When you search for UM's "Institute of Cuban and Cuban American Studies" (where Latell and Suchlicki work) you get 32 matches. But, a search for FIU's "Cuban Research Institute" yields only 19 matches.
So who's really The Miami Herald's "go-to" experts? Let's do a deeper search.
A search for the "Cuban Research Institute" in the Herald from 2001 to 2006 yields 65 matches. But, a search for the "Institute for Cuban and Cuban American Studies" yields 119 matches!

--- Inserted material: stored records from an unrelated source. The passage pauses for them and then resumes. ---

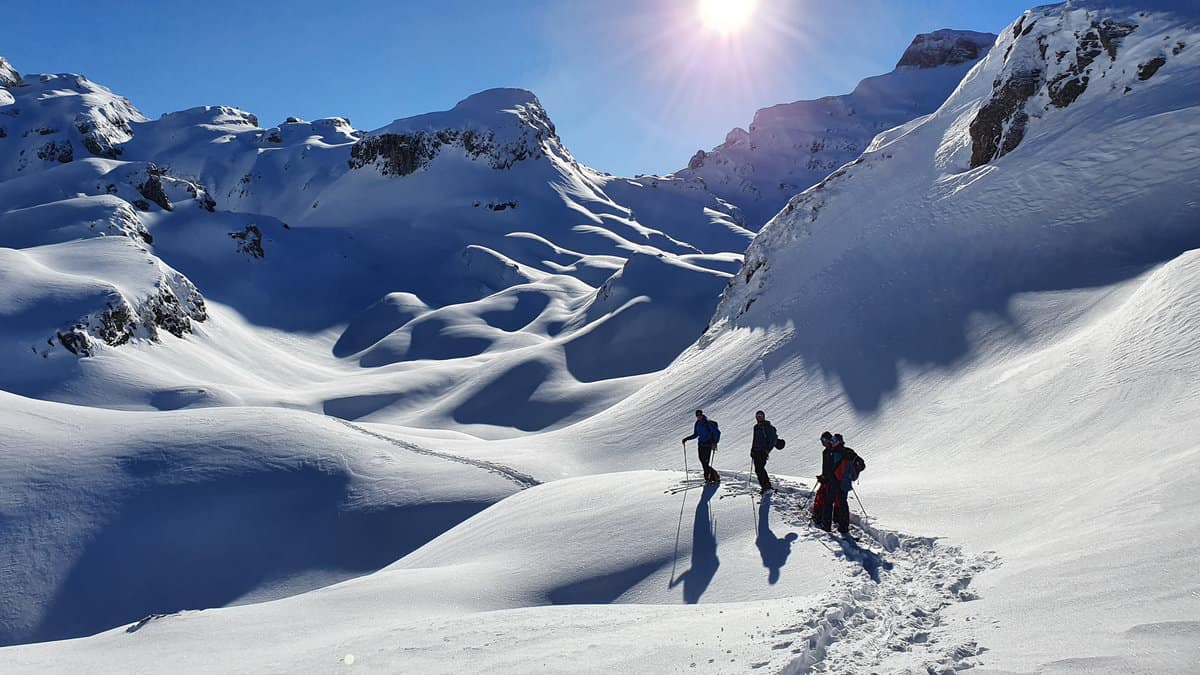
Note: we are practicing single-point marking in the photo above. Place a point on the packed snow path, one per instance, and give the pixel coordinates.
(522, 479)
(887, 613)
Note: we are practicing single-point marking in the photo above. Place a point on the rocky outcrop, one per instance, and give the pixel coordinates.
(1147, 70)
(55, 151)
(173, 306)
(159, 186)
(514, 133)
(791, 147)
(1000, 124)
(250, 242)
(1035, 79)
(946, 48)
(9, 75)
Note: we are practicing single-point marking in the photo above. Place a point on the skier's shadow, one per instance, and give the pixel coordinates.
(871, 561)
(774, 550)
(703, 550)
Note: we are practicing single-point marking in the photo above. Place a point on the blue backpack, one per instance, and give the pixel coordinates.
(714, 430)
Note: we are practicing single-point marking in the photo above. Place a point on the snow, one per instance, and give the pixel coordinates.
(436, 425)
(793, 145)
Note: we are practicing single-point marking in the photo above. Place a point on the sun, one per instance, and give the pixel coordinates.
(726, 17)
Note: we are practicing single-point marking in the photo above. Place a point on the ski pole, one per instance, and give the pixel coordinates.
(859, 501)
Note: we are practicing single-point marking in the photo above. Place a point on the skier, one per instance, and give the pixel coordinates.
(763, 442)
(707, 434)
(839, 469)
(821, 497)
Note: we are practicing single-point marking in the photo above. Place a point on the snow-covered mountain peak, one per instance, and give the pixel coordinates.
(946, 47)
(9, 75)
(52, 119)
(211, 117)
(502, 126)
(1057, 55)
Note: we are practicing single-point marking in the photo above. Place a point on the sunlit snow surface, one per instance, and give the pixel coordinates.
(415, 425)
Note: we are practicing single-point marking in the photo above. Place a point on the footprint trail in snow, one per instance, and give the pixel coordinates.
(886, 615)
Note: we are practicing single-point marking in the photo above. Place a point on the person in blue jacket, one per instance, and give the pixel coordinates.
(706, 434)
(839, 470)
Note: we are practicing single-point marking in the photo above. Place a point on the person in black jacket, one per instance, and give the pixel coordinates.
(763, 442)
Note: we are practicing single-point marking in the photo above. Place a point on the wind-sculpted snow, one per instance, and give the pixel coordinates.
(311, 227)
(995, 303)
(109, 517)
(943, 239)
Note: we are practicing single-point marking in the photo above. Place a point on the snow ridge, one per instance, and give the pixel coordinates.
(793, 145)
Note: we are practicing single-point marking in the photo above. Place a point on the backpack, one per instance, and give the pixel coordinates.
(857, 464)
(714, 430)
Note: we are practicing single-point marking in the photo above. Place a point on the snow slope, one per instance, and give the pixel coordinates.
(996, 304)
(504, 250)
(1012, 344)
(793, 145)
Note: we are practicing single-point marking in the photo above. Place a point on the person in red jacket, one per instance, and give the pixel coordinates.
(838, 472)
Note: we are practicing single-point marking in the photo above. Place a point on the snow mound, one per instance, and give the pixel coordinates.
(132, 518)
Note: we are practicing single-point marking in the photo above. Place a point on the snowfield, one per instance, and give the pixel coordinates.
(426, 416)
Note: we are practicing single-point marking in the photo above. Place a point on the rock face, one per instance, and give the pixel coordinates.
(9, 75)
(1050, 60)
(501, 126)
(946, 48)
(790, 147)
(90, 120)
(173, 306)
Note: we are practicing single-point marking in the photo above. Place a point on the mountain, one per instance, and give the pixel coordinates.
(793, 145)
(435, 244)
(995, 303)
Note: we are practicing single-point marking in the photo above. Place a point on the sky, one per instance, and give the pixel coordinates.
(633, 85)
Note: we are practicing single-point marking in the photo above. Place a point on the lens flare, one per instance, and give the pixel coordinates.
(726, 17)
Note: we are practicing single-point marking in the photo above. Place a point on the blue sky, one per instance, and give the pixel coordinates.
(633, 85)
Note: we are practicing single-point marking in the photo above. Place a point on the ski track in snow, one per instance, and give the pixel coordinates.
(521, 479)
(885, 616)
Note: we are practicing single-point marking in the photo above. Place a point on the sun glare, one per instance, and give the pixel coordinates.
(726, 17)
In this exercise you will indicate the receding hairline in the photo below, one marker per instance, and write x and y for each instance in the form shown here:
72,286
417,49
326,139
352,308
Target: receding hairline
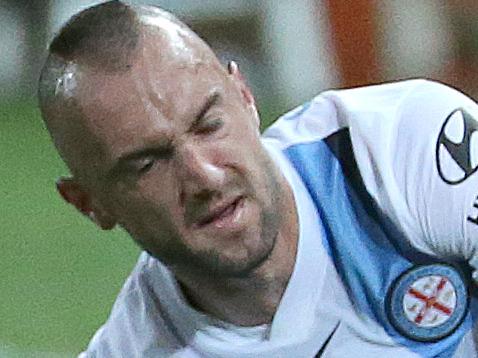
57,107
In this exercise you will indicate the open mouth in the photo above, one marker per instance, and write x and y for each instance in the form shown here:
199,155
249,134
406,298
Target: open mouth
220,214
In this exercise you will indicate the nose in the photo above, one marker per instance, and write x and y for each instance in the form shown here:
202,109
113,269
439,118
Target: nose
197,172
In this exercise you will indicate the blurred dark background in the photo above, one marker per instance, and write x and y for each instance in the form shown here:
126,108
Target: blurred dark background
59,274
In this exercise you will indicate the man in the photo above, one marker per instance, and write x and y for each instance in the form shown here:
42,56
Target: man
348,230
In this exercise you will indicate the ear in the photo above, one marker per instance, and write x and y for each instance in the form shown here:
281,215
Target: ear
234,71
73,193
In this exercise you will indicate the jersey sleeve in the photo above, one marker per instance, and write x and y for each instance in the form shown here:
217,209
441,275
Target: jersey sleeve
418,151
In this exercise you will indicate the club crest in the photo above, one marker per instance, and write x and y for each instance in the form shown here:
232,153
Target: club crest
428,303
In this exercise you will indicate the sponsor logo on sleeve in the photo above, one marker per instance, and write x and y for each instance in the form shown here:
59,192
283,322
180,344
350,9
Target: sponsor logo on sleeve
457,147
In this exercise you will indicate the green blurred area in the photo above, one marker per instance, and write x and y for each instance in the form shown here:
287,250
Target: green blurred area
60,274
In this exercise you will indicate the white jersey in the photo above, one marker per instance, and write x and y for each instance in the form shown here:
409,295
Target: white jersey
384,184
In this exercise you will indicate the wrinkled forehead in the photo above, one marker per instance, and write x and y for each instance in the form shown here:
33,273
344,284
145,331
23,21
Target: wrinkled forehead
160,93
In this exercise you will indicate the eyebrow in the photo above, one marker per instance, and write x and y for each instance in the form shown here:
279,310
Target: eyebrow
212,99
163,149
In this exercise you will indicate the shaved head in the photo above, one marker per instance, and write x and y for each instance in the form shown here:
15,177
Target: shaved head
106,40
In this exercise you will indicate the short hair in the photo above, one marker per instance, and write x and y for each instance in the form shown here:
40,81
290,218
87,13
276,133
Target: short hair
102,36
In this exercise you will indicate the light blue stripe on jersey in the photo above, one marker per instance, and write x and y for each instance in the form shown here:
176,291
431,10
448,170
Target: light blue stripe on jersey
361,244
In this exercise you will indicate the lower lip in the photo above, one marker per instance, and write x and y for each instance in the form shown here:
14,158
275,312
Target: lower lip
231,219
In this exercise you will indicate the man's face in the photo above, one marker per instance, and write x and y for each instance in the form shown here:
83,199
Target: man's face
177,161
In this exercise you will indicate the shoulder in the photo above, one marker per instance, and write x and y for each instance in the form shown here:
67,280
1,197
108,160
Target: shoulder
130,328
367,111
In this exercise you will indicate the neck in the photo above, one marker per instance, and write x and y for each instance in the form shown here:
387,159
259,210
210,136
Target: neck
251,300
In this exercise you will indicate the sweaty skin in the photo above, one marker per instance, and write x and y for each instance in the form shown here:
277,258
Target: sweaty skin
170,150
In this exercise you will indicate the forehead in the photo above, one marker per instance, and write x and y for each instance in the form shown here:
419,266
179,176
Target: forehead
159,94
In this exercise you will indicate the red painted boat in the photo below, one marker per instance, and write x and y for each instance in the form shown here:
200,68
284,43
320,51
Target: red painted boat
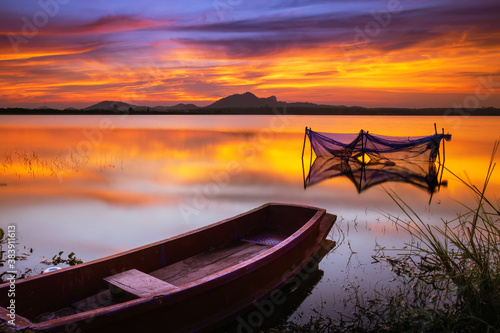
188,283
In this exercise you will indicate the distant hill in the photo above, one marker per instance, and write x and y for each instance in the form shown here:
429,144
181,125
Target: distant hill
248,103
246,100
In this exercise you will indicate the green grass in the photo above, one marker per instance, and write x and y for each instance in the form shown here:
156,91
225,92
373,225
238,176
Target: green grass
449,276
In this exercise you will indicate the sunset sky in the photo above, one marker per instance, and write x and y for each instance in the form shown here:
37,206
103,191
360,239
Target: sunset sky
395,53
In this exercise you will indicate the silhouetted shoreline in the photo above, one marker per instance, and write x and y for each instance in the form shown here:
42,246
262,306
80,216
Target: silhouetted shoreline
327,111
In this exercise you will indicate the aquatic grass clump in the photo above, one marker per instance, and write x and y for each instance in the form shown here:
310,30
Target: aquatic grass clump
460,260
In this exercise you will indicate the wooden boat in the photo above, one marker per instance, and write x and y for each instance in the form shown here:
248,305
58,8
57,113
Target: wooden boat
191,282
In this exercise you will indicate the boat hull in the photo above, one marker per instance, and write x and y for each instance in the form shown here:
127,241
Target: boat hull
200,305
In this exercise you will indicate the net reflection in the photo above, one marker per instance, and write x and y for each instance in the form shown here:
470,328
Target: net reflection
369,160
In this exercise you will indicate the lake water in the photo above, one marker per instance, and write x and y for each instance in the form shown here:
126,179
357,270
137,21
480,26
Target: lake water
98,185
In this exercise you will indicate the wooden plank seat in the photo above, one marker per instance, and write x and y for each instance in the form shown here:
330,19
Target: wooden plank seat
138,283
267,237
210,262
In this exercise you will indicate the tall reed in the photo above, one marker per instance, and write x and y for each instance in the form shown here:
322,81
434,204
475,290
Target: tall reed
462,256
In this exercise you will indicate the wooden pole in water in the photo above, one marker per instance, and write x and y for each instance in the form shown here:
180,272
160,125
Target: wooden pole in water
303,168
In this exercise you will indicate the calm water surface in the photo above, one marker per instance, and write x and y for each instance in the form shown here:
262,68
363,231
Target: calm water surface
98,185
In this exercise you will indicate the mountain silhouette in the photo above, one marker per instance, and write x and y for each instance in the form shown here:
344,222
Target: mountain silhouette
246,100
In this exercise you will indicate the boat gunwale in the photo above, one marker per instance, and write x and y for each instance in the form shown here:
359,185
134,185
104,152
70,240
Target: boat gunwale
216,278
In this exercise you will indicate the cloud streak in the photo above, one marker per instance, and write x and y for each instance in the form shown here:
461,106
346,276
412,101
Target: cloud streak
167,53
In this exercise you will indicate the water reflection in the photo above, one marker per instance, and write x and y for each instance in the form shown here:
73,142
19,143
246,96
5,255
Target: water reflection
97,191
368,160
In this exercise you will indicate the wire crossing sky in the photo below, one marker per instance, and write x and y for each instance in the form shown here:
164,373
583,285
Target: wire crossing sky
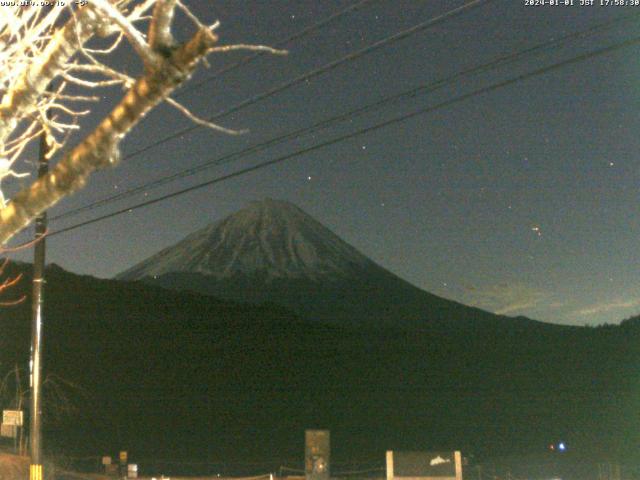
509,184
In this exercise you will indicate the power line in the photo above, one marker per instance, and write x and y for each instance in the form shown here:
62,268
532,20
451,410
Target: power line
363,131
420,90
279,44
318,71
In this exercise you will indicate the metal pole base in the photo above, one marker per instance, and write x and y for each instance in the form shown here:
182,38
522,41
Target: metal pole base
35,472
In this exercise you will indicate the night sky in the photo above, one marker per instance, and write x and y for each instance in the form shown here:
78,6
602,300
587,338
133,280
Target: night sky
522,201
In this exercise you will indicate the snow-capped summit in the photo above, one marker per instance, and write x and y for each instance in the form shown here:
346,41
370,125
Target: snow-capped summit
271,239
272,251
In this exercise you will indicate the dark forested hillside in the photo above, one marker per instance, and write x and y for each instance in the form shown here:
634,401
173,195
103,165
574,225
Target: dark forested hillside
175,374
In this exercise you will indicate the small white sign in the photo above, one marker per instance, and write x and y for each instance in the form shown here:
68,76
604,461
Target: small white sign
12,417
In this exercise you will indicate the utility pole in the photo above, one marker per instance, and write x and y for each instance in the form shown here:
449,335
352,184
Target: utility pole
35,430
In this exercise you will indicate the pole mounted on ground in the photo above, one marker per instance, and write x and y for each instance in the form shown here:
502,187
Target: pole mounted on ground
35,430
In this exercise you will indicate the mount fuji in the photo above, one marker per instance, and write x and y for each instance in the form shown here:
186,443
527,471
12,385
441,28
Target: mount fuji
273,252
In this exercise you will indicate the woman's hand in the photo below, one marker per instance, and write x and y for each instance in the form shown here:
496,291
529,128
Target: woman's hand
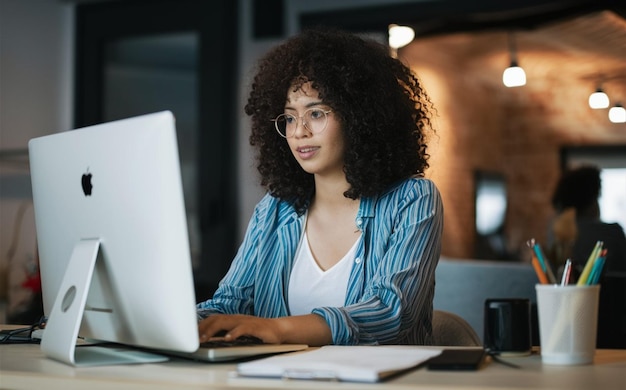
309,329
236,325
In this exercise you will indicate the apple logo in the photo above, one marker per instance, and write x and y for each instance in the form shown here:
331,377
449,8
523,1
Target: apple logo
86,183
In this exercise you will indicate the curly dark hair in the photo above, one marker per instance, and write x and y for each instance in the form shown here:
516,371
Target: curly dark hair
382,106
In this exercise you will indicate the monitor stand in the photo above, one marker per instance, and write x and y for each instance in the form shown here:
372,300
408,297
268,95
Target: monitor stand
59,338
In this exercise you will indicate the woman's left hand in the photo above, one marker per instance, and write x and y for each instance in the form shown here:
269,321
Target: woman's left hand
237,325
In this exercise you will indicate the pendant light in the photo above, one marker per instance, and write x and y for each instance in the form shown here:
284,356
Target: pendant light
598,99
514,75
399,36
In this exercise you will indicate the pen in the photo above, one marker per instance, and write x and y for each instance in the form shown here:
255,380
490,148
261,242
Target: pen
567,270
545,265
584,276
596,270
543,279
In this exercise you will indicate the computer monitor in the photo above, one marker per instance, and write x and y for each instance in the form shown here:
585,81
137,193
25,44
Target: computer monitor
113,246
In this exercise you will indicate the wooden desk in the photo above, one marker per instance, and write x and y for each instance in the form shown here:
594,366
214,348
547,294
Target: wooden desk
24,367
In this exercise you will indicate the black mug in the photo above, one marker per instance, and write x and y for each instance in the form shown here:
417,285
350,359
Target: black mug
507,326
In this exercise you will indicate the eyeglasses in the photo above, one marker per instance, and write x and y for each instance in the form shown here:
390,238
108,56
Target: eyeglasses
314,120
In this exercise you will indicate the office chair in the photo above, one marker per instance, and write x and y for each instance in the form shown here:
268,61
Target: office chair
450,329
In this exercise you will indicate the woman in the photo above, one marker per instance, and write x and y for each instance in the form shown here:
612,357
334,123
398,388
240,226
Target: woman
343,248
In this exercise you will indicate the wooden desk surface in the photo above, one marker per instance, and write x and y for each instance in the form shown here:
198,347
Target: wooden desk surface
24,367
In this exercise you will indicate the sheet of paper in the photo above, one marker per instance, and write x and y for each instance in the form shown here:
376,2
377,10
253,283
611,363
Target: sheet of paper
344,363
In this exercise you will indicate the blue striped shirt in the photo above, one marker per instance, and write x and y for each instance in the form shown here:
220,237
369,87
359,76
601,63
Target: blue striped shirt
392,282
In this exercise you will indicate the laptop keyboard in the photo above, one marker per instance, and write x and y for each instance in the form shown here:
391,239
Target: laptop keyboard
242,341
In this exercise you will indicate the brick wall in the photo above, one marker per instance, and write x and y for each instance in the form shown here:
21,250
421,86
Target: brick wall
518,132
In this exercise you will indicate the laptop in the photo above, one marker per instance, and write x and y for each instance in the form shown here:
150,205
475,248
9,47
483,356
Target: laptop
244,348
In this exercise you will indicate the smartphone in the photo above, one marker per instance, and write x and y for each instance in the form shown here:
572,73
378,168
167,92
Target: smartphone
466,359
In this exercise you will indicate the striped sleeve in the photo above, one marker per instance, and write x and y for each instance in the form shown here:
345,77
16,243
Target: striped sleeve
403,248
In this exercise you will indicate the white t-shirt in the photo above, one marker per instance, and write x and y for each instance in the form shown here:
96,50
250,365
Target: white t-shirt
311,287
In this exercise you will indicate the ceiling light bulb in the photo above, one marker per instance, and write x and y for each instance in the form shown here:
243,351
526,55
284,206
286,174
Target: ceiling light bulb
598,99
400,36
514,76
617,114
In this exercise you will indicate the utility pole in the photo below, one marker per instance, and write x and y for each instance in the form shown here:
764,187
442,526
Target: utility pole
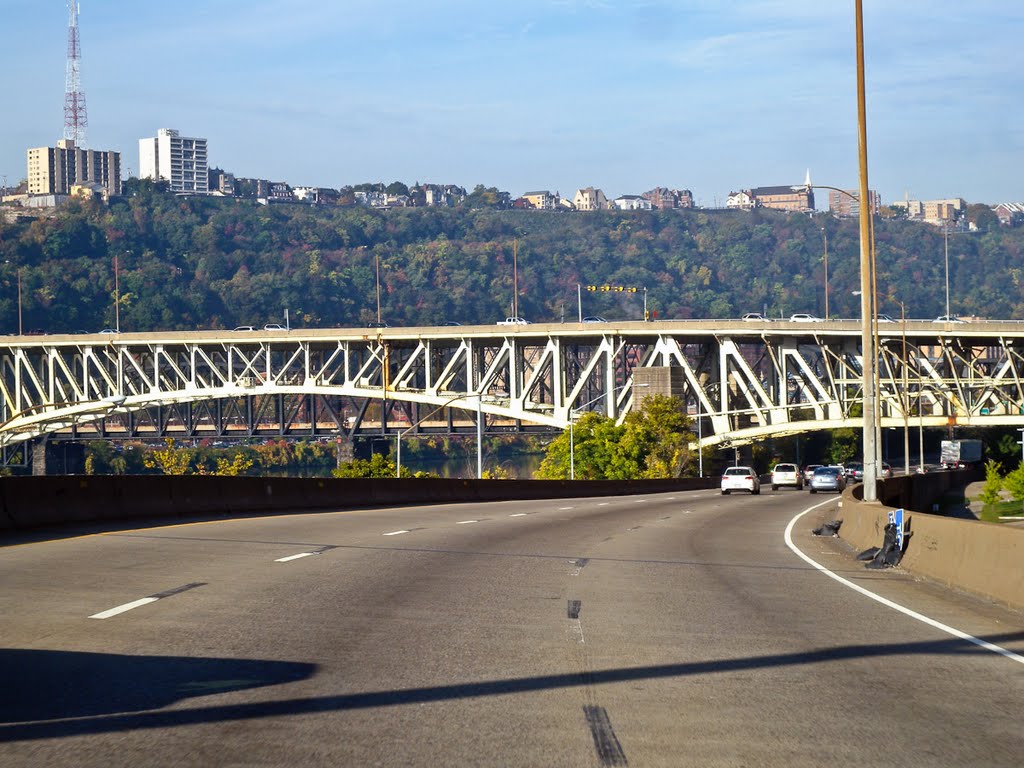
870,436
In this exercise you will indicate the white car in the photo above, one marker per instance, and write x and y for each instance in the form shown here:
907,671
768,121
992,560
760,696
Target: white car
786,474
740,478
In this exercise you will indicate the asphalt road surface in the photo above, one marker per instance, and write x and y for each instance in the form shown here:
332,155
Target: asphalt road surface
673,630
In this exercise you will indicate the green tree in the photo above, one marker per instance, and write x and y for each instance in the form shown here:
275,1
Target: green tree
993,483
652,441
170,460
1014,482
845,445
377,466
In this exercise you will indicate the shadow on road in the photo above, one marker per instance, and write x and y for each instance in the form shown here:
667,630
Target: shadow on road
41,685
176,678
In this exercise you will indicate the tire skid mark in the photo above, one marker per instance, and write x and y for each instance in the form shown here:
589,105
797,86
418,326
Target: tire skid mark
609,751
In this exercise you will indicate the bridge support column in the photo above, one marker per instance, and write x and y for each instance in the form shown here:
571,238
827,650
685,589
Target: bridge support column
344,450
39,463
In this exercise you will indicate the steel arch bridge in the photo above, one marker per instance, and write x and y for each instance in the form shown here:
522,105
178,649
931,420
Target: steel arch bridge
740,381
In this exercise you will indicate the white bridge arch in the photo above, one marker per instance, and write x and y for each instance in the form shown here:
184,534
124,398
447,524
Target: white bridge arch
742,381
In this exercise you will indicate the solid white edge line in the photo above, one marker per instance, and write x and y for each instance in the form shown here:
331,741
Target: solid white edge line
294,557
123,608
889,603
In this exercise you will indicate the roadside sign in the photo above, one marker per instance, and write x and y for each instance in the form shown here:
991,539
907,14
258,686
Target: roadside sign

A search for "Lisandro Perez" from 2001 to 2006 yields 64 matches, but "Jaime Suchlicki" yields 80 matches.
Who are the Herald's "go-to" experts now?
Finally, when I do a separate search for "Jaime Suchlicki" and "Lisandro Perez" from 1996 to 2006, I get equal matches! One hundred and eleven results for both.
I don't know what methods Mr. Gomez used to describe Lisandro Perez as a "go-to" expert, but there seems to be little justification in using such a description. So why did he use it?
I think Mr. Gomez's bias is showing.